The dollar index, which measures the greenback against a basket of six major currencies, was a shade lower at 96.495, hovering close to a two-week low. The index has lost 1.2 percent after hitting a three-month high of 97.710 on March 7.
The dollar has weakened in recent sessions on growing expectations the Fed will strike a dovish tone at its two-day policy meeting due to start later on Tuesday.
Many investors expect the Fed, which has raised rates four times last year, to keep its benchmark overnight interest rate unchanged and stick to its pledge of a “patient” approach to monetary policy.
Masafumi Yamamoto, chief currency strategist at Mizuho Securities, said while the market is expecting more accommodative sentiments from the meeting, equity markets were unlikely to react positively to such a development.
“If the Fed really shows a gloomy outlook for growth and rates, then it’s also a negative for U.S. equities. Then that will be a negative for the dollar,” Yamamoto said.
“There is a high risk that whichever the outcome is, it will push down dollar/yen.”
As the dollar took a breather, other major currencies advanced by default. The yen rose 0.1 percent to 111.27 yen per dollar, extending its gains to a third session.
Sterling also gained, rising 0.1 percent to $1.3268. It had seesawed overnight after the speaker of Britain’s parliament said Prime Minister Theresa May’s Brexit deal could not be voted on again unless a different proposal was submitted.
The Bank of England is expected to leave its interest rate outlook unchanged at a policy meeting on Thursday due to the deep uncertainty over Britain’s decision to leave the European Union.

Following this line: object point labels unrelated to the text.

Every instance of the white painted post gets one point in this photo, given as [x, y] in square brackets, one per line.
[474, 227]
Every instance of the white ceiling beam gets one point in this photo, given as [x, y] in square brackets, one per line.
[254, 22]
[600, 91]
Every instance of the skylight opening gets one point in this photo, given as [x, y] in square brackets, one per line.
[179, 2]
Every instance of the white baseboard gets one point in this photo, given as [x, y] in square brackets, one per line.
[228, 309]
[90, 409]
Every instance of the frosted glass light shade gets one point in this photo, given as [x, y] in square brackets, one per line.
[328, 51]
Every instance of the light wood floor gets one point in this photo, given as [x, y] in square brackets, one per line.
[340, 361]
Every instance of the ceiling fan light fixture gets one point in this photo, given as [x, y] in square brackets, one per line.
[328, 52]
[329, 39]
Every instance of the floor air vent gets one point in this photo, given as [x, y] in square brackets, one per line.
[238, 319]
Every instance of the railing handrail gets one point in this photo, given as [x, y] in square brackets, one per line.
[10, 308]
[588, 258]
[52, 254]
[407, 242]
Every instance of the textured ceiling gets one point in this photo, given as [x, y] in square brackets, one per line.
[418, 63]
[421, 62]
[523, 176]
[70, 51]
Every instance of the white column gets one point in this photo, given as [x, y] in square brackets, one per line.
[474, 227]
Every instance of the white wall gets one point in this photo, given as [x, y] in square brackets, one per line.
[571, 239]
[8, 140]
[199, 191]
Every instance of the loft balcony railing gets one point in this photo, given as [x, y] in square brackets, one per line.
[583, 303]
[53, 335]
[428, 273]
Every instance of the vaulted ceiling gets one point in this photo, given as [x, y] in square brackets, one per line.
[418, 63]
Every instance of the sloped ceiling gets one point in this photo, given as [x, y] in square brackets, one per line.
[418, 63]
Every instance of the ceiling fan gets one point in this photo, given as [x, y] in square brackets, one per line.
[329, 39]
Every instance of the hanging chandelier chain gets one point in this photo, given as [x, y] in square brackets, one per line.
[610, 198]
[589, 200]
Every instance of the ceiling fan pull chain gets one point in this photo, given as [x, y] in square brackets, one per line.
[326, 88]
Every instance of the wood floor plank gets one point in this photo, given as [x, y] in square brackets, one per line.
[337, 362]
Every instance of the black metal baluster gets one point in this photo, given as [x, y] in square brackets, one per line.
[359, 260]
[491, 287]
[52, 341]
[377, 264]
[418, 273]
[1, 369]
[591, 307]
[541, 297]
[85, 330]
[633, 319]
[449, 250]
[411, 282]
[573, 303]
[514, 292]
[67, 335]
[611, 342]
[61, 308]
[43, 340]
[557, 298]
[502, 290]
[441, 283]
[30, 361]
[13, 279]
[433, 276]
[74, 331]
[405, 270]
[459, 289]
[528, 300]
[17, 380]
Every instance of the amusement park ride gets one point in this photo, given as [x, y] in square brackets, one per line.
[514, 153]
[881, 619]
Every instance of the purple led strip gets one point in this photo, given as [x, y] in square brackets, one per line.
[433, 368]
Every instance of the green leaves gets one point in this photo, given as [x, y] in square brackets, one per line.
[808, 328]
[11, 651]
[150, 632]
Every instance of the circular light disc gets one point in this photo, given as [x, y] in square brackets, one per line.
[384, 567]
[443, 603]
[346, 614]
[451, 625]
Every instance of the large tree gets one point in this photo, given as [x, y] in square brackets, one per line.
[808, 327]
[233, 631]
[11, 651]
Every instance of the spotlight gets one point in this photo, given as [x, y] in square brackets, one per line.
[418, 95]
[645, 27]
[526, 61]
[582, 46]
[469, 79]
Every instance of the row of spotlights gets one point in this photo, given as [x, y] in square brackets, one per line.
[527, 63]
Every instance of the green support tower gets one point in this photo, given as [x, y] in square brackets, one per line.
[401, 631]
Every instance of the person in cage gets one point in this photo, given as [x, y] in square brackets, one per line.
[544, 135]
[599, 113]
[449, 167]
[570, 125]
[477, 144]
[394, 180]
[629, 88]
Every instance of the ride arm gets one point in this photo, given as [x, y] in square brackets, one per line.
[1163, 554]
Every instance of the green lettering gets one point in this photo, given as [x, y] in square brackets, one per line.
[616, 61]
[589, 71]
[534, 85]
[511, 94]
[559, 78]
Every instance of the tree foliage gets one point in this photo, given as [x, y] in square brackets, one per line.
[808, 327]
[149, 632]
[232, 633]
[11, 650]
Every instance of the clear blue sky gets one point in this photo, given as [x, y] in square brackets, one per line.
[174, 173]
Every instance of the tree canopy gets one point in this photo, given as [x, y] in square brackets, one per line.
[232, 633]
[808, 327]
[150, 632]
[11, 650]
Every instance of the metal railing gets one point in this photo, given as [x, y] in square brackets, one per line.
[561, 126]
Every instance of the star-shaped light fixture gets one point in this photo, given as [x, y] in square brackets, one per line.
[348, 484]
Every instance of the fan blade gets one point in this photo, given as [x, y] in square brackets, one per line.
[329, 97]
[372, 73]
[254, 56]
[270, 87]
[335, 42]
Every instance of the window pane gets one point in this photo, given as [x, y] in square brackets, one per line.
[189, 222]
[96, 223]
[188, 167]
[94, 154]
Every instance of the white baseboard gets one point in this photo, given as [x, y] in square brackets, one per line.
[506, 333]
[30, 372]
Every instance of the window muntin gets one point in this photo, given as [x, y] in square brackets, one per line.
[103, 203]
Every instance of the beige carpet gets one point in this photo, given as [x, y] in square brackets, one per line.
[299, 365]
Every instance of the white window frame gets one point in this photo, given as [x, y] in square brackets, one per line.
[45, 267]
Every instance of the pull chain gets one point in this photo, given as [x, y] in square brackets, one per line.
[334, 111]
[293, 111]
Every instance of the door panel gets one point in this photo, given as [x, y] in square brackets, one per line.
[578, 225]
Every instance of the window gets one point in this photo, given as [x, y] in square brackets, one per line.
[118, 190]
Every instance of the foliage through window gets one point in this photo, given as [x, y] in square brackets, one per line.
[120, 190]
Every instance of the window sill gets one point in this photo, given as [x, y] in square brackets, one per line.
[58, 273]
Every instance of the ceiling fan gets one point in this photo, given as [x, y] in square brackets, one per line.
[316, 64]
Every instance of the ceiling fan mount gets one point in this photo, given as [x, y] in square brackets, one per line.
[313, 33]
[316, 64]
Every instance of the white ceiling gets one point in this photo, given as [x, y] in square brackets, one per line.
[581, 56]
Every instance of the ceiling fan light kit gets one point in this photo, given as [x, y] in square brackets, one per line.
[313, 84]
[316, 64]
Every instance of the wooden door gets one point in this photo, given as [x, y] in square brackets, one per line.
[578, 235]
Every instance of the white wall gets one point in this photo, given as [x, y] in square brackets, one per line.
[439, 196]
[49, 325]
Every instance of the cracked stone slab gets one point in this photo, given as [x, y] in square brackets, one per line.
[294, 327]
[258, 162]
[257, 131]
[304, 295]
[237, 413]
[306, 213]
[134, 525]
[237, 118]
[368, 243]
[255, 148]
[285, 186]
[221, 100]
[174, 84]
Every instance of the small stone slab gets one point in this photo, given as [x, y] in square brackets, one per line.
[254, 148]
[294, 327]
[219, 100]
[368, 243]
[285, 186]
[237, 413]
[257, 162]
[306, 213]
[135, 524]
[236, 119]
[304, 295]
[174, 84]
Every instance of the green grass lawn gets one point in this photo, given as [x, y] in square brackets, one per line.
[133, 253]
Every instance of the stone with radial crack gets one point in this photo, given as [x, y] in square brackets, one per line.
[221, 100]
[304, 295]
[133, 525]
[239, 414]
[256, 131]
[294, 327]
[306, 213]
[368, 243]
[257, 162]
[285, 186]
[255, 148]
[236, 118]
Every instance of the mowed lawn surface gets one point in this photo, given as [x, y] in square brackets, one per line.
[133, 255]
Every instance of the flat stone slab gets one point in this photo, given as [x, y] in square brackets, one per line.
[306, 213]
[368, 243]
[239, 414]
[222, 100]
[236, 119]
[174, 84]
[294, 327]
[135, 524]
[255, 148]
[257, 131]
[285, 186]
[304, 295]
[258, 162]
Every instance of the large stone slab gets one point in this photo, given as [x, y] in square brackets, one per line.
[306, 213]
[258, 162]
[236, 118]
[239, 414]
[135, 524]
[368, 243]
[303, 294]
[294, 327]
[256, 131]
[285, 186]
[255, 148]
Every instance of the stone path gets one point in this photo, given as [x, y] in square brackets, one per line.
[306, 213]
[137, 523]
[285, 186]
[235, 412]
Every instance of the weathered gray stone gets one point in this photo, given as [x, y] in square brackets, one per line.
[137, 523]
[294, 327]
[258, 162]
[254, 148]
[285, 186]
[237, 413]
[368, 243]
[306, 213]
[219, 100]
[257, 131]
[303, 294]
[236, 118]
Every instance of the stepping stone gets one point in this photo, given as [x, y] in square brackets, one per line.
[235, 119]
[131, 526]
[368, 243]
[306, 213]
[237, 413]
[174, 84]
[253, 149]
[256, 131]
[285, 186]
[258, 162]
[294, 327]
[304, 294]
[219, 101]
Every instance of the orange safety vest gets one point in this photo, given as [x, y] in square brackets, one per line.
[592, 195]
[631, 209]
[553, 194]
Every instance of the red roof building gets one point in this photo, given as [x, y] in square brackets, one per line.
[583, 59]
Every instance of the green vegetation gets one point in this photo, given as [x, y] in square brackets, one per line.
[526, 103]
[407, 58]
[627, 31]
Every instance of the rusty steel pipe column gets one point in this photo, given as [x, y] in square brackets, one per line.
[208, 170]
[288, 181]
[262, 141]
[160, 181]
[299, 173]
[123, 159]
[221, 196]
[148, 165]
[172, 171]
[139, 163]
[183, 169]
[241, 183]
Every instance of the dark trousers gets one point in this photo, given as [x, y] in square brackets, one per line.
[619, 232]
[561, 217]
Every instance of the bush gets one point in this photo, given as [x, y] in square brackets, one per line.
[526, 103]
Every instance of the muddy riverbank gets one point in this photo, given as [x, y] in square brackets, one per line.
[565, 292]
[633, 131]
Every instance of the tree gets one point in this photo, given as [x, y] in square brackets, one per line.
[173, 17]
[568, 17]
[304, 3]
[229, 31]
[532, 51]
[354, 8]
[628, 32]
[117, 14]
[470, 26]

The euro was down a tad at $1.1335.
Investors’ focus on Tuesday was also on Germany’s ZEW economic index for March, due for release around 1000 GMT.
The German economy, Europe’s largest, barely avoided recession in the final quarter of last year, as the negative impact from global trade disputes and Brexit weighed on a decade of expansion.
“The ZEW expectation index has been improving for four consecutive months,” said Mizuho’s Yamamoto.
“If another month’s improvement is shown, then I think that will be quite positive for the euro.”